Segment with default k

sefr_cut.load_model(engine='ws1000')
print(sefr_cut.tokenize(['สวัสดีประเทศไทย','ลุงตู่สู้ๆ']))
print(sefr_cut.tokenize(['สวัสดีประเทศไทย']))
print(sefr_cut.tokenize('สวัสดีประเทศไทย'))

[['สวัสดี', 'ประเทศ', 'ไทย'], ['ลุง', 'ตู่', 'สู้', 'ๆ']]
[['สวัสดี', 'ประเทศ', 'ไทย']]
[['สวัสดี', 'ประเทศ', 'ไทย']]

Segment with different k

sefr_cut.load_model(engine='ws1000')
print(sefr_cut.tokenize(['สวัสดีประเทศไทย','ลุงตู่สู้ๆ'],k=5)) # refine only 5% of character number
print(sefr_cut.tokenize(['สวัสดีประเทศไทย','ลุงตู่สู้ๆ'],k=100)) # refine 100% of character number

[['สวัสดี', 'ประเทศไทย'], ['ลุงตู่', 'สู้', 'ๆ']]
[['สวัสดี', 'ประเทศ', 'ไทย'], ['ลุง', 'ตู่', 'สู้', 'ๆ']]

Evaluation

Character & Word Evaluation is provided by call fuction evaluation()

For example

answer = 'สวัสดี|ประเทศไทย'
pred = 'สวัสดี|ประเทศ|ไทย'
char_score,word_score = sefr_cut.evaluation(answer,pred)
print(f'Word Score: {word_score} Char Score: {char_score}')
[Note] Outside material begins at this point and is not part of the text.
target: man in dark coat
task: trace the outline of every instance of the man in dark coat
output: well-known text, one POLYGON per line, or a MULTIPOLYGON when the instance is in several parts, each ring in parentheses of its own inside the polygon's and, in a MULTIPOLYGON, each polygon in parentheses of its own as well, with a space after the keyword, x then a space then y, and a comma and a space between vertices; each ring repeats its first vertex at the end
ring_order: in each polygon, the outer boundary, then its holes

Word Score: 0.4 Char Score: 0.8

answer = ['สวัสดี|ประเทศไทย']
pred = ['สวัสดี|ประเทศ|ไทย']
char_score,word_score = sefr_cut.evaluation(answer,pred)
print(f'Word Score: {word_score} Char Score: {char_score}')

Word Score: 0.4 Char Score: 0.8


answer = [['สวัสดี|'],['ประเทศไทย']]
pred = [['สวัสดี|'],['ประเทศ|ไทย']]
char_score,word_score = sefr_cut.evaluation(answer,pred)
print(f'Word Score: {word_score} Char Score: {char_score}')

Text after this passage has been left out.